Several recent large studies indicate that people with high levels of vitamin A in their blood have a greater risk for osteoporosis. People can easily reach a potentially dangerous level, about five times the recommended dose, by taking vitamins and supplements, nutrition researchers say. Some popular multivitamins run 1,500 micrograms a pill, twice the recommended daily amount and a level that, in one recent study, doubled the risk of bone fractures. Some supplements provide as much as 4,500 micrograms a day, well above the level that the National Academy of Sciences calls an upper limit for safety.

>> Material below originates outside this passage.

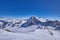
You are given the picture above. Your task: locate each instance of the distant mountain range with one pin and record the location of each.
(26, 23)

But a European study, reported recently at a meeting of the American College of Cardiology, found that folic acid supplements actually made matters worse for heart disease patients. The study, the Folate After Coronary Intervention Trial, involved 626 patients who were having stents inserted into blocked arteries to keep them open. Half were randomly assigned to take folic acid, and the rest took a placebo. Six months later, the arteries of those taking folic acid were significantly narrower than the arteries of those taking a placebo, exactly the opposite of what the investigators had expected.
"It is virtually impossible to find an adult multivitamin and mineral supplement that is only 100 percent of the R.D.A.," Ms. Miller-Kovach said. "All are 150 percent or so. I worry about getting too much and I worry about imbalances. They put in more of the things that are inexpensive, like B vitamins and things with consumer appeal like vitamin C. The formulas are based on market forces, not nutritional needs."
Dr. Caballero also notes that large, rigorous studies that were supposed to show that individual vitamins prevented disease ended up showing the opposite. Those who took the vitamins actually had more of the disease it was meant to prevent.
Two large randomized trials of vitamin A and beta carotene that researchers hoped would show a protective value against cancer found no benefit, and one found that participants who took the supplements had more cancer.